The National Cancer Institute's Division of Cancer Prevention has released a new funding opportunity to solicit organ-specific applications for Biomarker Developmental Laboratories (BDLs), one of the four scientific units of the recently funded Early Detection Research Network (EDRN). The EDRN is a national infrastructure funded to discover, develop, and validate biomarkers for risk assessment, detection, and molecular diagnosis and prognosis of early cancer. BDLs are responsible for the discovery, development, characterization, and testing of new, or the refinement of existing, biomarkers and biomarker assays for risk assessment, detection, and molecular diagnosis and prognosis of cancers.
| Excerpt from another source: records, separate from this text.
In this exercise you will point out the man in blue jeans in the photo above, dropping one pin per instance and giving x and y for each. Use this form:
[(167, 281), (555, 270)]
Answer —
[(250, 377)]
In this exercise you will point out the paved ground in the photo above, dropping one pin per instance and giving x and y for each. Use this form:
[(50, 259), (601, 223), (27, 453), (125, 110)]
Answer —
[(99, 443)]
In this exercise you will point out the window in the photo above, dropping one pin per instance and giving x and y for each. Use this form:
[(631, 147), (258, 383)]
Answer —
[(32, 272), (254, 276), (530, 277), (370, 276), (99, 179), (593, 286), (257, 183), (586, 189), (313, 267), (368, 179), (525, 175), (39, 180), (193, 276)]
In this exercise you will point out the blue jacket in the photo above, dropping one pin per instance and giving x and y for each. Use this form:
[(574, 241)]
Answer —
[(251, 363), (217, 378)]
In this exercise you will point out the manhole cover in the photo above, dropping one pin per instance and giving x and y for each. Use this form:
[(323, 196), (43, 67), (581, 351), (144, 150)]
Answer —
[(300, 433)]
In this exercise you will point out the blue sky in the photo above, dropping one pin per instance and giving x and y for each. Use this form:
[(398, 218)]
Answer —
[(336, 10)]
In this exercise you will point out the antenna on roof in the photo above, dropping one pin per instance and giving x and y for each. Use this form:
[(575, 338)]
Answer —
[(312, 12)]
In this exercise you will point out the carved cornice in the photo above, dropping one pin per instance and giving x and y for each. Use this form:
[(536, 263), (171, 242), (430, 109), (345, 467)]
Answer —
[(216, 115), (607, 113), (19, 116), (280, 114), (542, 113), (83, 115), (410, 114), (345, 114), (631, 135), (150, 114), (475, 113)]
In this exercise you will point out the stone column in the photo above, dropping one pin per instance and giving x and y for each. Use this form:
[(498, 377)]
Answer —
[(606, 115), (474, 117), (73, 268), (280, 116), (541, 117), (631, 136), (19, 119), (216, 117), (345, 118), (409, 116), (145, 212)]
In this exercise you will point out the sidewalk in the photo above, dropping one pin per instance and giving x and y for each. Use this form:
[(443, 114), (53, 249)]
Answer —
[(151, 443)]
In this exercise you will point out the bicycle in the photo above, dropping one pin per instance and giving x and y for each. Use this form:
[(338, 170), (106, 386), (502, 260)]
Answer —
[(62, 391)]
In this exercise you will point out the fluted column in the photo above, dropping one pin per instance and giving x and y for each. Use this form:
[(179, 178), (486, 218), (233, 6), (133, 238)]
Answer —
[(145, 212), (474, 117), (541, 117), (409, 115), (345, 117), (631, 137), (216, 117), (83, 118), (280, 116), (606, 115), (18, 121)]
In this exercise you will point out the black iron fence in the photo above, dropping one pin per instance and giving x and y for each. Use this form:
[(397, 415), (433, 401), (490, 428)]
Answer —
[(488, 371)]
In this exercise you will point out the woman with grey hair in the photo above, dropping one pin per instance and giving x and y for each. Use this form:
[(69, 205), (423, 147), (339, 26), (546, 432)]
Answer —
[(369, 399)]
The existing BDLs are primarily focused on ovary and gastrointestinal cancers. The proposed BDLs (to be supported under this funding opportunity) should be focused on one or more of the following cancers: breast, prostate and other genitourinary organs, or lung. In addition, cancers with rapidly rising incidence rates, e.g., endometrial, hepatocellular, kidney, thyroid, oropharyngeal cancers, and/or cancers with unique etiology, e.g., mesothelioma, will be considered.
The newly funded units of the Early Detection Research Network will be announced later in April. Successful applicants have already been notified. Those researchers who were not successful during the last round of applications are encouraged to apply to this opportunity.